Zweitens ist das vernetzte Denken hier stärker etabliert. Im Kampf gegen den Klimawandel arbeiten die Ministerien und zivilgesellschaftliche Akteur*innen über Sektorengrenzen hinweg eng zusammen. Und auch wenn es ums Wohnen geht, wird nicht nur über Gebäudehüllen und Quadratmeterzahlen gesprochen. In unseren Gesprächen mit Architekt*innen und Stadtplaner*innen ist deutlich geworden: Im Mittelpunkt der Planungen steht nicht das einzelne Gebäude, sondern die Lebenswelt der Menschen.

Wir waren in Rotterdam bei Architekten, die sich intensiv damit beschäftigen, was Menschen zum Leben im Quartier benötigen. Dort haben wir uns auch eine große Markthalle angesehen, die Wohnen und Einkaufen miteinander verbindet. Die Halle sieht aus wie ein Ufo: Mit einer Kuppel, die aus Wohnungen besteht – sowohl teure Lofts als auch günstige Wohnungen – und unter der Kuppel ist eine große, überdachte Marktfläche.

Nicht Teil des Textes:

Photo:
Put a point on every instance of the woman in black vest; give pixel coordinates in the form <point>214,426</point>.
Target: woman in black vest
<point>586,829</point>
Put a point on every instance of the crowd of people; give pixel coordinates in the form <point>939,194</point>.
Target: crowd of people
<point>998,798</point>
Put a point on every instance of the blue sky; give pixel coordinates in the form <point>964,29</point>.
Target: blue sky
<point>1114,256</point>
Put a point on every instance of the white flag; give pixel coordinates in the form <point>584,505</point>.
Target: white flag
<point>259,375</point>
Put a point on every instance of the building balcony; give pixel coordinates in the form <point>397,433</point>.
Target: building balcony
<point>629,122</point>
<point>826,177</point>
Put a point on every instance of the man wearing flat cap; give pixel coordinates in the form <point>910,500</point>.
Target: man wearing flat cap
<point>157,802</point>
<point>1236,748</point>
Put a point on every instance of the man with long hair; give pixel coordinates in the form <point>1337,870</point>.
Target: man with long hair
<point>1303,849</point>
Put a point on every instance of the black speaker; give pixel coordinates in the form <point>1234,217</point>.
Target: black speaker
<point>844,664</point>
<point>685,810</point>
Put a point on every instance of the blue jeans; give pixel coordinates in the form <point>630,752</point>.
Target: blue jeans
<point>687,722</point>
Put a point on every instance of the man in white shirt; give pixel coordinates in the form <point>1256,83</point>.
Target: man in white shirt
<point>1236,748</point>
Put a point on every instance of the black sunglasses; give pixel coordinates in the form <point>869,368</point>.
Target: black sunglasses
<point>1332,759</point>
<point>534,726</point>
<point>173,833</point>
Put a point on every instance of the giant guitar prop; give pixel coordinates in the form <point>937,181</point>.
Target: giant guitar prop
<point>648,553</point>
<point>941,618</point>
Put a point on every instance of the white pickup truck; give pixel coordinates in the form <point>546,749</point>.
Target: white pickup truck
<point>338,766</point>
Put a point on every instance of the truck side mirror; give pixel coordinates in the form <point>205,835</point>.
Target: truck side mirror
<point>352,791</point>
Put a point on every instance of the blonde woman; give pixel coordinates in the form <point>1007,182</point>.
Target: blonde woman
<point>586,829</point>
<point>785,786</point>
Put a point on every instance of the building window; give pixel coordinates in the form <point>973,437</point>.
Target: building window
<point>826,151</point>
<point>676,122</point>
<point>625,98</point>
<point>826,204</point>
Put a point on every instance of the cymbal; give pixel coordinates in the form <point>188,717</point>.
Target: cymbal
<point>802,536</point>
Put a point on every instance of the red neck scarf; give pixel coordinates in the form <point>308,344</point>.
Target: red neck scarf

Das war beeindruckend und ein schönes Beispiel für kreatives Denken.

Wie sorgen die Niederländer für durchmischte Quartiere, in denen Menschen aus verschiedenen Einkommensschichten Tür an Tür wohnen können?

Dazu haben wir uns mit dem Innenministerium ausgetauscht. Obwohl die Regierung liberal bis rechtsliberal ist, betrachtet sie es als staatliche Aufgabe, auf durchmischte Quartiere zu achten. Das wird nicht einfach dem Markt überlassen, weil man die historische Erfahrung gemacht hat, dass das nicht funktioniert.

Die Niederlande haben seit Anfang des 20. Jahrhunderts ein Gesetz, das einen Anspruch auf Wohnen garantiert. Dadurch haben die Niederländer*innen schon sehr zeitig auf eine soziale Mischung geachtet. Es gab früher viele staatliche Wohnungsunternehmen. Heute sind es eher Stiftungen und Genossenschaften, die zwar privatrechtlich organisiert sind, aber vom Staat bestimmte Auflagen bekommen.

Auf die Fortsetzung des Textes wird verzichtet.